2. Parsing correction — OB Holding's financials ARE in the open data. A mid-
investigation grep '"<report_id>"' (quoted) wrongly returned zero and led to a
brief, wrong conclusion that OB Holding (14975047) was a "PDF-only filer" absent
from the elements dump. Cause: the report_id column is unquoted in data rows
(only text fields are quoted), so the quoted grep never matched; the csv parser
reads it correctly. Verified: report_id 3323168 carries the 20 FY2024 elements —
Revenue €42,538,000, Assets €57,453,000, Equity €42,420,000, net profit
€24,601,000 — matching Inforegister exactly. Lesson (encoded as a ground-truth
test): validate structured data with the parser, never a grep on a quoted field.
Also extended _ELEMENT_FIELD_MAP to the real balance-sheet labels (bare
Varad/Assets → total_assets), which the original idealised map missed.
3. Inforegister.ee fallback + cross-source corroboration. ee_inforegister_financials.py
is a fallback (and second-source check) for the cases avaandmed can't serve —
a company whose report content is not yet in the structured open-data elements
(very recent or micro filings). It reads the same RIK figures that Inforegister
republishes free + login-less as embedded chart JSON (<script type= "application/json"> blocks), parsed per-block by the block's own year header so a
quarterly series can't be mistaken for the annual figure, and forecast columns
("2025*") are excluded. It is fallback-only (used by _fetch_country_financials
when the official avaandmed path returns {}) and labelled aggregator-sourced
(source="Inforegister.ee (aggregator)" + source_url), per consequence (d) —
never presented as the primary registry. Honest residuals: equity is not in the
chart JSON (omitted, not guessed); a slug mismatch 404s to an honest gap (no fuzzy
fetch). Validated live: OB Holding FY2024 revenue €42,538,000 / net profit
€24,601,000 / assets €57,453,000 — identical to avaandmed, giving an independent
cross-source confirmation.
Alternatives considered
- Commercial EE credit bureau (Creditinfo Eesti / Inforegister REST) as primary. Rejected as first move — contract + cost — when the official open data is free and verified. Kept as an optional config-gated channel (Wave 6) if the free path proves insufficient.
- Per-request download+parse of the 23MB ZIP. Rejected — not viable per request; requires the ingest table + refresh job in decision #1.

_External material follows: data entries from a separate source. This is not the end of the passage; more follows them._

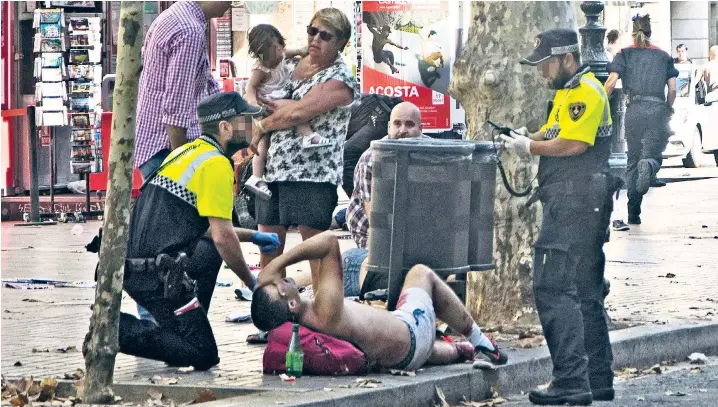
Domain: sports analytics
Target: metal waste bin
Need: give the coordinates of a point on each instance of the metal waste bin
(481, 225)
(420, 208)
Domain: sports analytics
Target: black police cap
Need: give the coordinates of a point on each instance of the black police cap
(224, 106)
(558, 41)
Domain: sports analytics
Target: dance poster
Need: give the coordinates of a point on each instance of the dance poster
(406, 53)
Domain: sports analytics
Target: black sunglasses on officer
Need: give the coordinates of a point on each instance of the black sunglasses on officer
(323, 35)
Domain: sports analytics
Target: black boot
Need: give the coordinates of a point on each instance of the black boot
(552, 396)
(604, 394)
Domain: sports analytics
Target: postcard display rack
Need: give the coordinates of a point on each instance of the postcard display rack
(68, 71)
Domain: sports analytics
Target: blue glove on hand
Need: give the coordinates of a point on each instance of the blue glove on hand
(267, 242)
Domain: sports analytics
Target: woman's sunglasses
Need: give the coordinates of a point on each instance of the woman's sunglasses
(323, 35)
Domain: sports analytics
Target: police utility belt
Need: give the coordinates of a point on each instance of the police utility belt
(169, 270)
(641, 98)
(580, 186)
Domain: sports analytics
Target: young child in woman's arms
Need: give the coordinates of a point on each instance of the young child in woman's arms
(269, 79)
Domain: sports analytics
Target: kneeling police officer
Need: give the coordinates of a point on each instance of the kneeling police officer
(575, 191)
(189, 197)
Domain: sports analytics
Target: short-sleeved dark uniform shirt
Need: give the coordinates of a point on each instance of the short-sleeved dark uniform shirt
(171, 213)
(644, 71)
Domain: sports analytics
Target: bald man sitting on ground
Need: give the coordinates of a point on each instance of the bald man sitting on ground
(404, 122)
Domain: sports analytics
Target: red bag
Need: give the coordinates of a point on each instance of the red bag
(323, 354)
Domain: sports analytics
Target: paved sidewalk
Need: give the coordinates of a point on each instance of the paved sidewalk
(672, 239)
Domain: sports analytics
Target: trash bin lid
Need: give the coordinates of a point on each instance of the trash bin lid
(422, 145)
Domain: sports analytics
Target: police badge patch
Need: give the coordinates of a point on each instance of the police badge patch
(576, 110)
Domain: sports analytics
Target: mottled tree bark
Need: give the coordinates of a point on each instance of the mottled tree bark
(101, 344)
(491, 85)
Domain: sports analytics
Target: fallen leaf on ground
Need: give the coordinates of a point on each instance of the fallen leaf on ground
(442, 398)
(483, 365)
(697, 358)
(164, 380)
(155, 394)
(80, 388)
(485, 403)
(19, 400)
(76, 375)
(47, 389)
(655, 369)
(367, 383)
(530, 342)
(34, 388)
(286, 378)
(204, 396)
(397, 372)
(526, 334)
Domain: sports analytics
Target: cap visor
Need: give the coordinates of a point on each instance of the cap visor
(534, 59)
(253, 111)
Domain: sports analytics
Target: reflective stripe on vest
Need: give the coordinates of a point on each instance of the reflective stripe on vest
(179, 188)
(604, 130)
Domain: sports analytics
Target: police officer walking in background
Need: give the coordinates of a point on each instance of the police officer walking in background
(645, 71)
(576, 193)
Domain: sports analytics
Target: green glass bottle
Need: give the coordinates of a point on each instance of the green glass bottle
(295, 354)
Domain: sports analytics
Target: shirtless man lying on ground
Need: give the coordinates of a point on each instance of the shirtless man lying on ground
(403, 339)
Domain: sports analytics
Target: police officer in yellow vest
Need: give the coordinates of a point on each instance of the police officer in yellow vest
(576, 195)
(189, 197)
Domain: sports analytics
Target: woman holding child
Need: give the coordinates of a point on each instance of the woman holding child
(305, 130)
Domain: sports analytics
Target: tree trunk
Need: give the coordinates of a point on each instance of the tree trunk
(101, 344)
(491, 85)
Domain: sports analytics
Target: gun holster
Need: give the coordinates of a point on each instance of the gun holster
(172, 271)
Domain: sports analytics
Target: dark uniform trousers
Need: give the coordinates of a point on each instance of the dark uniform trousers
(568, 281)
(184, 340)
(647, 132)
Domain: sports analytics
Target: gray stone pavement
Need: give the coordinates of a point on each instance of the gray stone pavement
(672, 239)
(682, 385)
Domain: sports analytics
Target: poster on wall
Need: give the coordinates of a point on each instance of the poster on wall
(405, 49)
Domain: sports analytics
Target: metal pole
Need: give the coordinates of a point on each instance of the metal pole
(87, 194)
(594, 54)
(34, 192)
(52, 170)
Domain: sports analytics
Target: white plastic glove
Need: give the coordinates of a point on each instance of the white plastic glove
(523, 131)
(520, 145)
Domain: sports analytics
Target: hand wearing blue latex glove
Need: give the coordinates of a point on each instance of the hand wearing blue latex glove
(267, 242)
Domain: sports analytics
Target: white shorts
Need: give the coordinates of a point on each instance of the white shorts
(416, 309)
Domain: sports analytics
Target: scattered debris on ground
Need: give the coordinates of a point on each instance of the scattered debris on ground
(697, 358)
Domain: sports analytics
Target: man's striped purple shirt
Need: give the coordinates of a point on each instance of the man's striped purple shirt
(175, 77)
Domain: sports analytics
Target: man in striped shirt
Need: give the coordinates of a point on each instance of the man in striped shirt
(175, 77)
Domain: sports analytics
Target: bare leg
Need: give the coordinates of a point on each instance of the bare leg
(306, 233)
(449, 309)
(447, 305)
(265, 258)
(259, 161)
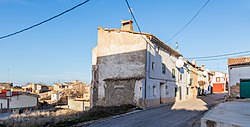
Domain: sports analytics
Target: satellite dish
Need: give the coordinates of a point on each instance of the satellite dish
(179, 63)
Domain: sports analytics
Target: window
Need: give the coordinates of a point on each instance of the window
(153, 65)
(163, 68)
(217, 79)
(154, 90)
(173, 73)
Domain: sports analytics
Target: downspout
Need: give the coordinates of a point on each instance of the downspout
(146, 72)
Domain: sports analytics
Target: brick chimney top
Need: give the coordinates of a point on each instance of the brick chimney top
(202, 66)
(127, 25)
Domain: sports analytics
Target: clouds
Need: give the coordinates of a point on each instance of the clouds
(64, 76)
(23, 2)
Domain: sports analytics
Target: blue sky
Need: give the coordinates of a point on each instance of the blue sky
(60, 50)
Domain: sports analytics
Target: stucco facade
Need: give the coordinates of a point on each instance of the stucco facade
(135, 68)
(19, 101)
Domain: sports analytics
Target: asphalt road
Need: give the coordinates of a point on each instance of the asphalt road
(163, 116)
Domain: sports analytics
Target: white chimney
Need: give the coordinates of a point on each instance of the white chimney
(127, 25)
(8, 93)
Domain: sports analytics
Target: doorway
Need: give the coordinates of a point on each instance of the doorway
(180, 93)
(162, 92)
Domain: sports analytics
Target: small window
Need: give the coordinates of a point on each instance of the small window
(217, 79)
(173, 73)
(153, 65)
(163, 68)
(154, 90)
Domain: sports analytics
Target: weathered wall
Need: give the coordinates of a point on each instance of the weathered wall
(117, 55)
(119, 92)
(237, 73)
(156, 78)
(3, 102)
(78, 105)
(194, 82)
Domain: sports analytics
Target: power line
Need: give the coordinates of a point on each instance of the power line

- Keep the hard-coded string. Rejected — it is actively misleading (asserts unavailability where free data exists) and violates ADR-0067 honesty.
References
ADR-0073 (R11 financials-ingestion gap), ADR-0048 (financial-analysis agent — unchanged consumer), ADR-0068 (country-capability registry), ADR-0080 (FINANCIAL_STATEMENTS capability signal — pairs with this), ADR-0067 (fail-closed honesty), ADR-0021 (evidence bundle) / ADR-0063 (append-only persistence — per-case as-of snapshot retention), ee_ariregister_service.py, no_regnskapsregisteret.py, financial_utils.py, research doc docs/research/2026-06-28-ob-holding-reachability-investigation.md.